Trithrinax campestris is a monocot flowering palm of relative low height (up to 6 m tall) and 20–25 cm wide stems usually covered by remains of earlier foliage that act as a thick protective coat. Caranday leaves are about 1 m long, palmate, rounded, with a very rigid and spiny petiole.
The leaflet segments are rigid, dark green to a more blue hue, with light green undersides. These are possibly the toughest leaves among arecaceae. As habitat altitude increases the foliage becomes more grayish, this is typical of mountain carandays. Flowers compose highly branched inflorescences located at the base of the lower living leaves. These contain up to 100 white hermaphrodite flowers 10 to 12 mm wide. This palm flowers in autumn. Fruits ripen towards the end of the next summer. They consist of subspherical yellow brownish drupes, 1 to 2 cm wide, with a thin fleshy mesocarp and a fibrous endocarp. Caranday is monoecious, a feature common to the conifers but rare in angiosperms.

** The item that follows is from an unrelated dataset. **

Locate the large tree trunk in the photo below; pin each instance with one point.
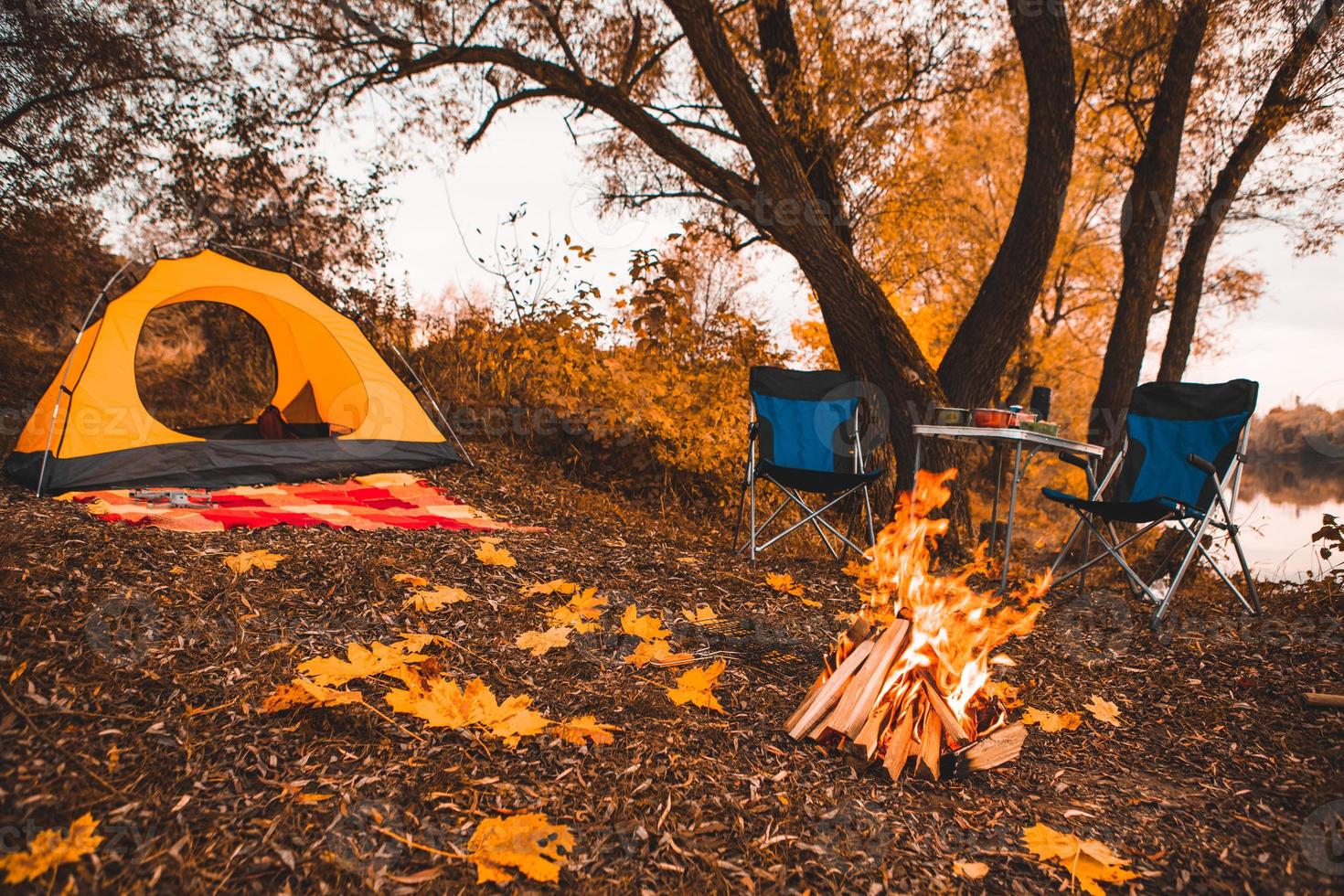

Trithrinax campestris prefers well drained, sandy or rocky soils (although it is ignorant to extended persistent flooding). It is very resistant to drought, and -9°C/-15°C temperatures when not in growing season; else leaves are promptly discarded. It is one of the most cold-hardy palms in the world, this is because it also grows in the mountains of Sierras de Córdoba and Sierras de San Luis, it is known that specimens growing at those elevations tolerate special cold conditions. It has thrived as north as the British Isles. Seeds germinate quickly but later growth is mostly slow.